Local solutions of a Diophantine equation

Question

I am trying to prove that the equation $$3x^3 + 4y^3 +5z^3 \equiv 0 \pmod{p}$$ has a non-trivial solution for all primes $p$. I am sure that this is a standard exercise, and I have done the easy parts: treating $p=2, 3, 5$ as special cases (very simple), and then for $p\geq 7$, those for which $p \equiv 2 \pmod{3}$ is also straightforward, as everything is a cubic residue $\pmod{p}$, but I am having a mental block about the remaining cases where $p \equiv 1 \pmod{3}$ and only $(p-1)/3$ of the integers $\pmod{p}$ are cubic residues.

I was hoping to be able to show that the original equation has non-trivial solutions in $\mathbb{Q}_p$, and that this might be an easy first step towards the $p$-adic case.

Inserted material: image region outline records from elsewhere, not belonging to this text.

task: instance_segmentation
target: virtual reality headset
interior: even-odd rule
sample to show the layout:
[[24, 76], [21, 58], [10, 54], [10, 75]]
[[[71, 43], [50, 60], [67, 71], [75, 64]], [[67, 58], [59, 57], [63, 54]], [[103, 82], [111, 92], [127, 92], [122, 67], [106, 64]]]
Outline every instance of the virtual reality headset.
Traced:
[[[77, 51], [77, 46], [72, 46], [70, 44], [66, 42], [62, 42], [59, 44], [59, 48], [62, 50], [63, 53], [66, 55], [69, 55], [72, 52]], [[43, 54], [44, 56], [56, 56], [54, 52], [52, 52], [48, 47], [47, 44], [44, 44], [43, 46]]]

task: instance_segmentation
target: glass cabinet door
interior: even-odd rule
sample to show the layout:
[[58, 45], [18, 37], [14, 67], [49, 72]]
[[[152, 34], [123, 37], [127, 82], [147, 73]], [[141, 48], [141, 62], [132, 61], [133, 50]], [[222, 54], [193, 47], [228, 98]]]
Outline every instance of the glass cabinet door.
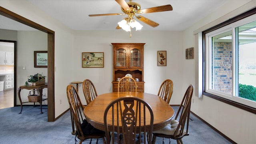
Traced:
[[140, 67], [140, 50], [137, 48], [131, 50], [130, 54], [130, 67]]
[[116, 52], [116, 66], [126, 67], [127, 64], [126, 62], [126, 50], [124, 49], [120, 48], [117, 50]]

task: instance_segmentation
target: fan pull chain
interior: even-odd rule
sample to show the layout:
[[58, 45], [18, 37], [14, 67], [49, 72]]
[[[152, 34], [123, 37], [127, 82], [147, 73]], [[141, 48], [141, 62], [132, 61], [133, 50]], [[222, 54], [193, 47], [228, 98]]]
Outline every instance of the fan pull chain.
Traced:
[[130, 38], [131, 38], [132, 37], [132, 27], [130, 26]]

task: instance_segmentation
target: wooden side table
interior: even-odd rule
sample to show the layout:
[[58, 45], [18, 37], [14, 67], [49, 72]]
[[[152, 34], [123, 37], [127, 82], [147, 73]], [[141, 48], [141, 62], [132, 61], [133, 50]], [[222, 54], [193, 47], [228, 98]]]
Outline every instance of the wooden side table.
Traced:
[[78, 84], [82, 84], [83, 83], [83, 82], [71, 82], [71, 84], [76, 84], [76, 91], [77, 92], [78, 92]]
[[[71, 82], [71, 84], [76, 84], [76, 91], [77, 92], [78, 92], [78, 84], [82, 84], [83, 83], [83, 82]], [[70, 116], [71, 116], [71, 122], [72, 123], [72, 132], [71, 132], [71, 134], [73, 135], [76, 134], [76, 131], [75, 130], [75, 126], [74, 124], [74, 118], [73, 117], [73, 115], [72, 114], [72, 112], [70, 110]]]
[[[23, 102], [21, 101], [21, 98], [20, 98], [20, 91], [22, 89], [27, 89], [27, 90], [37, 90], [39, 91], [39, 94], [40, 96], [40, 101], [39, 103], [40, 103], [40, 109], [41, 109], [41, 114], [43, 113], [42, 110], [42, 102], [45, 100], [47, 100], [47, 99], [44, 99], [42, 98], [42, 96], [43, 96], [43, 89], [47, 87], [47, 84], [40, 84], [39, 85], [36, 86], [32, 86], [29, 85], [28, 86], [20, 86], [18, 89], [18, 96], [19, 97], [19, 100], [20, 100], [20, 112], [19, 113], [19, 114], [21, 114], [21, 112], [22, 111], [22, 104], [29, 102]], [[35, 103], [34, 103], [34, 106], [35, 105]]]

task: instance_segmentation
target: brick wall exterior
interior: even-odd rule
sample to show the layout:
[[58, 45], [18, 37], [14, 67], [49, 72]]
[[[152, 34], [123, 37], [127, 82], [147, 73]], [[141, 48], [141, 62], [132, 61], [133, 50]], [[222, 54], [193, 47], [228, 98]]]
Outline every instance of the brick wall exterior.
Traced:
[[216, 42], [213, 56], [213, 89], [231, 94], [232, 90], [232, 43]]

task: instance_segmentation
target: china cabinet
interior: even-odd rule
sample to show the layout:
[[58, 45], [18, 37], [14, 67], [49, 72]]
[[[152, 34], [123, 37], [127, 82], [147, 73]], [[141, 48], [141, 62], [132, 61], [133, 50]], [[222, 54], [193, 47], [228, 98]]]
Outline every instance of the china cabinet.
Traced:
[[143, 58], [145, 43], [112, 43], [113, 46], [112, 91], [117, 92], [118, 78], [130, 75], [136, 82], [138, 92], [144, 92]]
[[0, 51], [0, 65], [13, 65], [13, 52]]

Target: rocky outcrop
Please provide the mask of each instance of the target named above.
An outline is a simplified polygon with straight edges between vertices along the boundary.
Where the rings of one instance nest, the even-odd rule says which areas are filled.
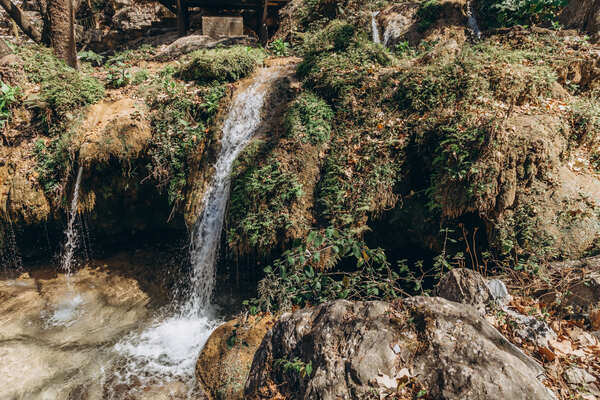
[[[210,336],[196,364],[196,378],[212,399],[241,400],[254,353],[273,326],[271,315],[236,318]]]
[[[470,306],[339,300],[280,318],[254,357],[246,397],[551,399],[542,372]]]
[[[560,21],[569,28],[577,28],[589,33],[595,41],[600,40],[600,1],[571,0]]]
[[[480,313],[485,312],[485,305],[492,300],[485,279],[467,268],[456,268],[444,275],[435,294],[456,303],[472,305]]]

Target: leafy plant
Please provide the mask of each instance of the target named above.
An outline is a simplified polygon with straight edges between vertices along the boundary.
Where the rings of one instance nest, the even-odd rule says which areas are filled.
[[[440,16],[442,6],[438,0],[425,0],[417,11],[419,30],[426,31]]]
[[[298,357],[293,360],[287,360],[285,358],[278,358],[273,362],[275,368],[281,368],[283,372],[288,373],[294,371],[300,378],[310,378],[312,374],[312,361],[305,363]]]
[[[325,100],[312,92],[303,92],[287,113],[287,133],[302,142],[323,143],[331,136],[332,119],[333,110]]]
[[[234,46],[227,49],[199,50],[179,68],[178,77],[204,83],[234,82],[249,76],[265,58],[263,50]]]
[[[483,0],[478,14],[488,26],[548,24],[559,26],[556,17],[567,0]]]
[[[340,260],[355,261],[352,272],[329,271]],[[381,249],[370,249],[349,231],[311,231],[302,242],[266,267],[251,312],[289,310],[333,299],[391,300],[403,293],[399,275]]]
[[[131,83],[131,72],[121,61],[112,63],[106,74],[106,85],[113,89],[127,86]]]
[[[104,61],[104,57],[100,54],[94,53],[92,50],[80,51],[78,57],[82,61],[87,61],[92,65],[100,66],[102,65],[102,61]]]
[[[19,94],[18,86],[10,86],[0,81],[0,129],[10,120],[10,106],[18,101]]]
[[[276,39],[271,42],[269,48],[278,57],[286,57],[290,53],[290,44],[282,39]]]

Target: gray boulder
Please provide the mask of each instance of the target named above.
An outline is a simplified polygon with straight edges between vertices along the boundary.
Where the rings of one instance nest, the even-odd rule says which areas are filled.
[[[338,300],[284,314],[254,356],[245,393],[337,400],[419,388],[435,399],[552,399],[542,376],[468,305]]]
[[[470,304],[482,314],[485,312],[485,305],[493,300],[485,279],[467,268],[455,268],[444,275],[435,288],[435,295],[457,303]]]

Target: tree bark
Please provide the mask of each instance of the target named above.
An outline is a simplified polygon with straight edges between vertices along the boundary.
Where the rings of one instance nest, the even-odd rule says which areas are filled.
[[[2,1],[2,0],[0,0]],[[49,0],[50,43],[56,56],[78,68],[75,47],[75,10],[72,0]]]
[[[8,15],[17,23],[17,25],[19,25],[19,28],[21,28],[21,30],[25,32],[27,36],[29,36],[34,42],[41,42],[42,35],[35,28],[35,26],[33,26],[31,21],[29,21],[29,18],[27,18],[27,16],[23,13],[23,10],[21,10],[17,5],[13,4],[13,2],[10,0],[0,0],[0,5],[2,8],[4,8],[4,10],[6,10]]]

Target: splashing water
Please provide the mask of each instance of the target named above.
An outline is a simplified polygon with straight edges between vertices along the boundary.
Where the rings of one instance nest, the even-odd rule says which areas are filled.
[[[260,70],[253,82],[234,97],[223,125],[214,176],[192,234],[187,301],[177,307],[177,312],[157,317],[149,328],[115,345],[114,349],[127,358],[121,379],[135,377],[139,381],[140,371],[148,383],[169,378],[194,379],[198,354],[220,324],[210,301],[233,163],[259,128],[268,89],[282,70],[282,67]]]
[[[371,31],[373,32],[373,43],[381,44],[381,38],[379,37],[379,26],[377,25],[377,16],[379,11],[371,13]]]
[[[61,300],[52,314],[47,317],[46,326],[70,326],[75,323],[77,317],[82,312],[79,307],[84,303],[83,298],[80,295],[75,294],[71,282],[71,275],[73,274],[73,257],[78,244],[75,220],[77,218],[77,207],[79,205],[79,187],[81,186],[82,174],[83,167],[79,167],[77,179],[75,180],[75,187],[73,189],[69,221],[67,222],[67,230],[65,231],[67,241],[60,260],[60,268],[64,271],[66,278],[68,289],[67,297]]]
[[[79,187],[81,186],[81,175],[83,174],[83,167],[79,167],[77,172],[77,179],[75,180],[75,188],[73,189],[73,199],[71,200],[71,211],[69,213],[69,221],[67,223],[67,230],[65,235],[67,236],[67,242],[65,243],[65,251],[63,253],[60,268],[67,275],[67,282],[69,277],[73,273],[73,256],[77,249],[77,231],[75,229],[75,219],[77,218],[77,207],[79,205]]]

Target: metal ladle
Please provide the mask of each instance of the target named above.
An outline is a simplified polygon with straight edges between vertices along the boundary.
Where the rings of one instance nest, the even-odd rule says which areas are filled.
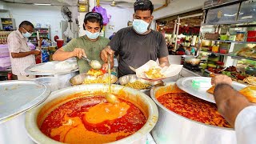
[[[82,56],[82,58],[87,61],[89,65],[94,70],[99,70],[102,68],[102,64],[97,60],[90,60],[86,56]]]
[[[107,55],[107,64],[108,64],[108,83],[109,83],[109,90],[106,94],[106,99],[108,102],[115,104],[119,102],[118,98],[111,94],[111,68],[110,68],[110,56]]]

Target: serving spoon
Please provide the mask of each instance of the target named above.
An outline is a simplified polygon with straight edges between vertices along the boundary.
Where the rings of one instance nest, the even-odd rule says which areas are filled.
[[[87,61],[89,65],[94,70],[99,70],[102,68],[102,64],[97,60],[90,60],[86,56],[82,56],[82,58]]]
[[[106,99],[108,102],[115,104],[119,102],[118,98],[111,94],[111,68],[110,68],[110,54],[107,55],[107,64],[108,64],[108,84],[109,84],[109,90],[108,92],[106,94]]]

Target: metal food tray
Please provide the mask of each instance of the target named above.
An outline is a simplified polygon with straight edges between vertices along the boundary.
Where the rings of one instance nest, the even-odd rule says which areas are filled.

Any pointers, or references to a proof (I am sure there must be some in the literature) would be most gratefully received.

Answer 1

I think Selmer's example is in some book I own but I cannot find it. It would be a natural footnote in any of my quadratic forms books, but there you go.

Here is some stuff from a book you may not be looking at, page 79, second edition of $p$-adic Numbers by Fernando Q. Gouvea. Related to your example is Problem 121, show your same conditions for $$ (x^2 -2) (x^2 - 17) (x^2 - 34) = 0, $$ which can be checked wit the rational roots theorem. Hmmm. Then $$ x^4 - 2 y^2 = 17. $$ He says non-existence of rational solutions is the hard part in this one. I think this one is accessible from stuff in Mordell's book Diophantine Equations.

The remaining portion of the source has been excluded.